0

I am trying to run in Jupyter notebook the example found here and copied below from the rapids cuML introduction on classification - it runs well with n_samples under 6000 (this parameter dictates the number of rows of the generated dataset)

import cuml
from cuml.datasets.classification import make_classification
from cuml.preprocessing.model_selection import train_test_split
from cuml.ensemble import RandomForestClassifier as cuRF
from sklearn.metrics import accuracy_score
from cupy import asnumpy

# synthetic dataset dimensions
n_samples = 1000
n_features = 10
n_classes = 2

# random forest depth and size
n_estimators = 25
max_depth = 10

# generate synthetic data [ binary classification task ]
X, y = make_classification ( n_classes = n_classes,
                             n_features = n_features,
                             n_samples = n_samples,
                             random_state = 0 )

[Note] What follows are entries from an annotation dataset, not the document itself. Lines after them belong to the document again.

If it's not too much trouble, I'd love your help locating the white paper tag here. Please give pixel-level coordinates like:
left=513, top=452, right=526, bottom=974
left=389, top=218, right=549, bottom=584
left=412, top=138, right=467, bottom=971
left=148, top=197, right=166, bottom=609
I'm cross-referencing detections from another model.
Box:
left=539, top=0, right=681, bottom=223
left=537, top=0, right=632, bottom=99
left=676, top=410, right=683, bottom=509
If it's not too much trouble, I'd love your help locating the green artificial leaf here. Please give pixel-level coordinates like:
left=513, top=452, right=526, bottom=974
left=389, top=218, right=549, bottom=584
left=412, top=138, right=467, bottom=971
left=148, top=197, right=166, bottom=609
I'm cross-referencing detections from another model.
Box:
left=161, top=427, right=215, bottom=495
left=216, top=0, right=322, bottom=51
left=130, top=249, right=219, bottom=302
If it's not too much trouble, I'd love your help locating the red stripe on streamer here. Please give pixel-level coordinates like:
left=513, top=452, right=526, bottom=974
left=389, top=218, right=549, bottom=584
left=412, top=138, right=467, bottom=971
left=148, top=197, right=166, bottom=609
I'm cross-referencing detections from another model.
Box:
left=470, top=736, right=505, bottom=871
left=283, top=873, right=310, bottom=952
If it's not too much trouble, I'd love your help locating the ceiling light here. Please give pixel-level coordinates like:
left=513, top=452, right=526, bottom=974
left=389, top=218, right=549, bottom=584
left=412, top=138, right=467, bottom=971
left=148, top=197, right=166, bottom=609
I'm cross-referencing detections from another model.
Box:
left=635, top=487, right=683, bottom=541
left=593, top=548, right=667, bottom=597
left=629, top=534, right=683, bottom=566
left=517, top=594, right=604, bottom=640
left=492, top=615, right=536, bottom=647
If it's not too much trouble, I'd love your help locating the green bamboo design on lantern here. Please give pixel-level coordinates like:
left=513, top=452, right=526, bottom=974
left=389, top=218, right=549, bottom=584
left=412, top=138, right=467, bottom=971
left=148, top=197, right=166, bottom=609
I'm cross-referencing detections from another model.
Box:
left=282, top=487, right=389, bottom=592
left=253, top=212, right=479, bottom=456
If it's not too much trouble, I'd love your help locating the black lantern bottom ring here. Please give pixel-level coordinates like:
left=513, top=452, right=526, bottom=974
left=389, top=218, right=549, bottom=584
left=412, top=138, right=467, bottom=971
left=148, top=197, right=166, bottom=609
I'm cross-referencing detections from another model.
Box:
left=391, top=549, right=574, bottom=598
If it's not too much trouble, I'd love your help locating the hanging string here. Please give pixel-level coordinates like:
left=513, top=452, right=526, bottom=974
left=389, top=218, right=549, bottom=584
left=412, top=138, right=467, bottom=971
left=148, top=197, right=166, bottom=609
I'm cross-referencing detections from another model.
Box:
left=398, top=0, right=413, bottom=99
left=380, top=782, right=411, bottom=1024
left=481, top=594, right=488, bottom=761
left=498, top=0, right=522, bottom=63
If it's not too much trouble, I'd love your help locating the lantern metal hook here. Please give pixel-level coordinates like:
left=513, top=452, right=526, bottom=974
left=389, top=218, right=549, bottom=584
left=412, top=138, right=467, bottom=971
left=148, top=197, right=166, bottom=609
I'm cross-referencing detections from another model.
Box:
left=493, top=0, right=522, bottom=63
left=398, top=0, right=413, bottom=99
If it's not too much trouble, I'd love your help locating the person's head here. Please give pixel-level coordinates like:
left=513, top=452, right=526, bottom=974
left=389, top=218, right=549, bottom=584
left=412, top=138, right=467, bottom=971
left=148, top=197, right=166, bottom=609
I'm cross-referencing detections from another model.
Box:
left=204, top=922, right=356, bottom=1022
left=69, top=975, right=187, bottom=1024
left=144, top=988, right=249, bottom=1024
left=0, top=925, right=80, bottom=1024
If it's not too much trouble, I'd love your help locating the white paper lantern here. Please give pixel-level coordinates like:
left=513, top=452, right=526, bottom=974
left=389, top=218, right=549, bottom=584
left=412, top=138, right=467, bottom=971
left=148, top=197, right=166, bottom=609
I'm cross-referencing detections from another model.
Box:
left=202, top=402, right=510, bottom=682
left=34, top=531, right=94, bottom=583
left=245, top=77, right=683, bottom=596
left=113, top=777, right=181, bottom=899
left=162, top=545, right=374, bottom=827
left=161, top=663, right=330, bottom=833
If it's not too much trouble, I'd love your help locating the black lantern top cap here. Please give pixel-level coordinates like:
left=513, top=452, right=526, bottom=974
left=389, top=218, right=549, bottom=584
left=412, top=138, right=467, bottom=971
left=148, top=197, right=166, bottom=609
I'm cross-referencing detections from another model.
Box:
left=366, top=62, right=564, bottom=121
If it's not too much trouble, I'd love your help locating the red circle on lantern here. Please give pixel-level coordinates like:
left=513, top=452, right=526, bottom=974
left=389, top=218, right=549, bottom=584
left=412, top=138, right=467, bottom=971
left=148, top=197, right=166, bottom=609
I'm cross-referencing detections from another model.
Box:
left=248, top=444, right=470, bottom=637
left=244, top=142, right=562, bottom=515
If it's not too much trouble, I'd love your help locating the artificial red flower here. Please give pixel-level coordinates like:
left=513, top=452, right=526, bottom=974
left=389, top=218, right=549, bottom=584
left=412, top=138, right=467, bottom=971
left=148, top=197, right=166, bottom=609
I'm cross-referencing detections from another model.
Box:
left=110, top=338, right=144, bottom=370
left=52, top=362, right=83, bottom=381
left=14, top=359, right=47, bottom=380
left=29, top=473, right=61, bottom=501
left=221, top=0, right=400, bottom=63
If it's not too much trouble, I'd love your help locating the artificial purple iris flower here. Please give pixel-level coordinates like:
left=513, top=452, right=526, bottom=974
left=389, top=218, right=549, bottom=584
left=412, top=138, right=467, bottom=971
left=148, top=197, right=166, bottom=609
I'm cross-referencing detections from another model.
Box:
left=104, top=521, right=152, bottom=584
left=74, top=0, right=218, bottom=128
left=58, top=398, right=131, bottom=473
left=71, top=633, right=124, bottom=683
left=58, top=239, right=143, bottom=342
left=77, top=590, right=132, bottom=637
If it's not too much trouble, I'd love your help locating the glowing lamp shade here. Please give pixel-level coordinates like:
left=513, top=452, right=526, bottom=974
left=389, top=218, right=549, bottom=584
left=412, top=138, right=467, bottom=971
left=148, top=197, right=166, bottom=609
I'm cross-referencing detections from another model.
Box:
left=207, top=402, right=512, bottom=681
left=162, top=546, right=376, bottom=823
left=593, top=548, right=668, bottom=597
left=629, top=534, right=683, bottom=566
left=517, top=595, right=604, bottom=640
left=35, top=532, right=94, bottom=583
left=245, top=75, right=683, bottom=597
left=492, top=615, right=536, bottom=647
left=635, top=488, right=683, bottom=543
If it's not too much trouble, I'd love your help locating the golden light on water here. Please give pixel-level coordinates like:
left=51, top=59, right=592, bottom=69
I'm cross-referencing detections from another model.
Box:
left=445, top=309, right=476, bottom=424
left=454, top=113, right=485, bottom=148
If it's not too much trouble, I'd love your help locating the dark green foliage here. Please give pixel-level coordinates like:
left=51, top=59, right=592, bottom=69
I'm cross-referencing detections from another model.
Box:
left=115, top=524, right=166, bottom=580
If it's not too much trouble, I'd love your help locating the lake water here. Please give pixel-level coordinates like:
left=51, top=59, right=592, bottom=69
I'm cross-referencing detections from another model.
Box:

X_train, X_test, y_train, y_test = train_test_split( X, y, random_state = 0 )

model = cuRF( max_depth = max_depth,
              n_estimators = n_estimators,
              random_state  = 0 )

%time trained_RF = model.fit ( X_train, y_train )

predictions = model.predict ( X_test )

cu_score = cuml.metrics.accuracy_score( y_test, predictions )
sk_score = accuracy_score( asnumpy( y_test ), asnumpy( predictions ) )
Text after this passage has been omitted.